Richmond Dairy Lunch v. Commissioner

*877OPINION.

Trussell:

The taxpayer in its petition claimed deductions from gross income on account of exhaustion of leaseholds for both the *878.years 1919 and 1920 and a loss on an automobile for the year 1919. It also claimed that its capital account of good will should be included in invested capital at the value carried upon its books. In the presentation of its appeal the taxpayer furnished no evidence or argument concerning the alleged loss upon an automobile and relied wholly on the issues of depreciation on leaseholds and the inclusion of its good-will item in invested capital. Respecting the issues involved in this appeal, Everett W. Dibble, president of the taxpayer company, testified at considerable length and furnished in detail much of the history of the taxpayer’s business, which had been organized in 1908 and conducted as a partnership until June, 1915. He also testified that when the taxpayer company was organized he turned over to it a leasehold of No. 8 La Fayette Street and executed to it a sublease of the premises at Ro. 10 La Fayette Street in the city of Utica, IST. Y. At the same time this witness transferred to the taxpayer company all of the physical properties and the good will of the business which he had been conducting as sole proprietor. In return for the transfer of physical properties, good will, and leaseholds, he received from the company an account payable for $13,550, which appears later to have been paid in cash, together with $25,000 of the capital stock of the taxpayer company, which was all issued either to him or to such persons as he then designated. He transferred to the company physical assets which were entered upon its books at a valuation of $16,916.37, and a business good will, including leaseholds, which he caused to be entered upon the books of the company at a valuation of $21,613.63.

Proceeding with his testimony, Dibble showed that the premises turned over to the taxpayer company were located upon a corner of a business street at or near the busiest section of the city and surrounded by other important business establishments and hotels; that the leases were regarded by him as being made upon favorable terms and that tenants of other properties in the immediate vicinity were paying rentals at rates greater than this taxpayer was required to pay, and from these facts he asserted that the taxpayer’s leaseholds had a capital value. He did not, however, undertake to show by any definite figures what that value was. His testimony further showed that, during the years 1916 and 1917, capital stock of the company was sold to a number of different individuals at par, apparently expecting the Board to infer that when buyers of stock paid par for the company’s shares the good will and leases which constituted a part of the basis for the issuance of such shares must have been worth the amount claimed therefor at the time the stock was issued. The taxpayer did not undertake to prove, and the record does not contain any evidence which discloses, whether the taxpayer’s business was prosperous after the organization of the corporation or whether the business of the predecessor partnership was prosperous, and it furnished no data from which we might apply any accepted formula for the computation of a good-will value.

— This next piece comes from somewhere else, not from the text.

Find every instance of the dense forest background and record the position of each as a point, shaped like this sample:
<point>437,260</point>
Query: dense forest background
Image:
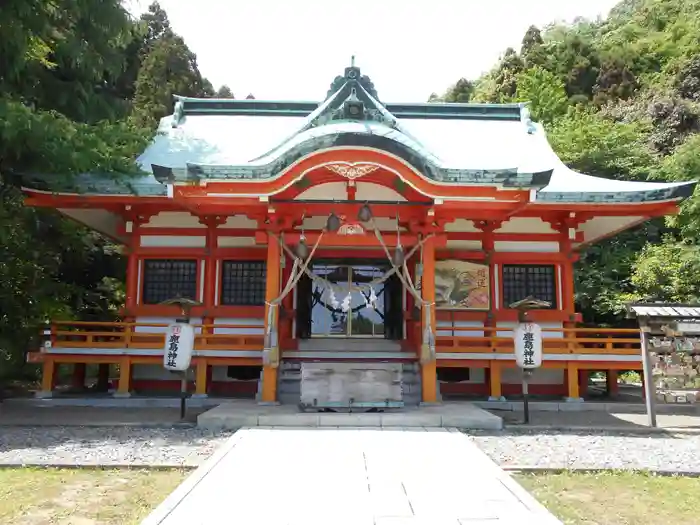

The income-tax statutes, beginning with the Act of 1909, all have provided for a deduction from gross income on account of the exhaustion, wear and tear, and depreciation of properties used in business, and the reason for such deduction is to provide a method by which the capital investment of a taxpayer may be kept intact while its physical properties, ov some of them, may be losing their capital *879value by reason of their use in business or by lapse of time. This deduction, however, must be computed ratably over the period of the useful life of the property and at a rate that will restore the capital cost at the end of the period when the property may be presumed to have lost its usefulness. This method of computation of the allowable deduction, however, requires that the capital cost of the property be definitely known. The books of this taxpayer, as described by the evidence, and the record of the testimony furnished, do not contain any definite figures of the value of the leaseholds when acquired, and we are, therefore, unable to find that this taxpayer is entitled to claim a deduction for exhaustion computed upon an alleged asset of unknown value.

Concerning the rejection of the good will and leasehold items from invested capital the record leaves us in practically the same situation. Under the Revenue Act of 1918 leaseholds which could, no doubt, be treated as tangible properties might be included in invested capital at their actual cash value when paid in for stock or shares, and good will might be included in invested capital at its actual cash value when paid in for stock or shares but not in excess of 25 per centum of the capital stock outstanding at the beginning of the taxable year. But the par value of stock issued for such assets can not be accepted as the measure of their actual cash value. Nor does the selling price of the stock two or three years later determine the value of such assets at the time the corporation was organized. From the record we are unable to determine what, if any, value the good will and the leaseholds had, when paid in for stock, and we must, therefore, find that, since this taxpayer has failed to prove actual cash value in any ascertainable amount, this claim for the inclusion of the book value in invested capital must fail.